Sarcomas grow radially and produce a pseudo-capsule. The tumour invariably spreads through the capsule and expert surgery is necessary to ensure an adequate resection margin to remove all locally viable tumour. While previously amputation was almost always necessary, approximately 80% of osteosarcomas are now treated successfully with limb-sparing techniques. A wide variety of endo-prosthetic devices are available including extendable prostheses for growing children.
The outcome for patients with osteosarcomas has been markedly improved with the addition of chemotherapy to surgery. The most active agents are doxorubicin, cisplatin, ifosfamide, and high-dose methotrexate. Chemotherapy may be given pre-operatively and post-operatively (neo-adjuvant treatment). This has several potential benefits:
♦ Treatment starts without delay before surgery (time is taken obtaining a customized endoprosthesis).
♦ The bulk of viable tumour is reduced and thus, perhaps, the risk of dissemination of tumour at surgery.
♦ Reduction of tumour volume makes surgery technically simpler.
♦ It allows assessment of the pathological response to chemotherapy when examining the definitive resection specimen.
On the other hand, this approach delays the time of resection in patients who do not respond to chemotherapy. Post-operative adjuvant chemotherapy may be used instead with the advantages that only microscopic disease, if any, remains, and definitive local treatment with surgery is not delayed.
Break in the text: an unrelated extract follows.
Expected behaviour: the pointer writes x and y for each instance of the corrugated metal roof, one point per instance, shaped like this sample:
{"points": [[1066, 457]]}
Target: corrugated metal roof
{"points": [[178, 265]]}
Clearly, pathological response to chemotherapy cannot be assessed and alternative regimens cannot therefore be considered in those failing to respond to first-line chemotherapy. The optimum regimen has not been defined and, wherever possible, patients with this rare tumour are included in clinical trials.
Osteosarcomas are relatively radio-resistant. Radiotherapy is rarely used in the primary treatment of this disease. Its use is limited to the palliative care of patients who refuse surgery, have lesions in axial sites which are not resectable, or have bone metastases.
The majority of patients developing recurrent disease will have pulmonary metastases. Up to 30% may be salvaged with surgical resection of the metastases. Metastasectomy may be considered on several occasions. Local recurrences are managed with surgical resection or palliative irradiation. The role of chemotherapy in relapsed disease is uncertain but patients with lung metastases at presentation undoubtedly benefit from combined modality treatment, and a few will be long-term survivors after chemotherapy and surgery for both the primary and residual metastases.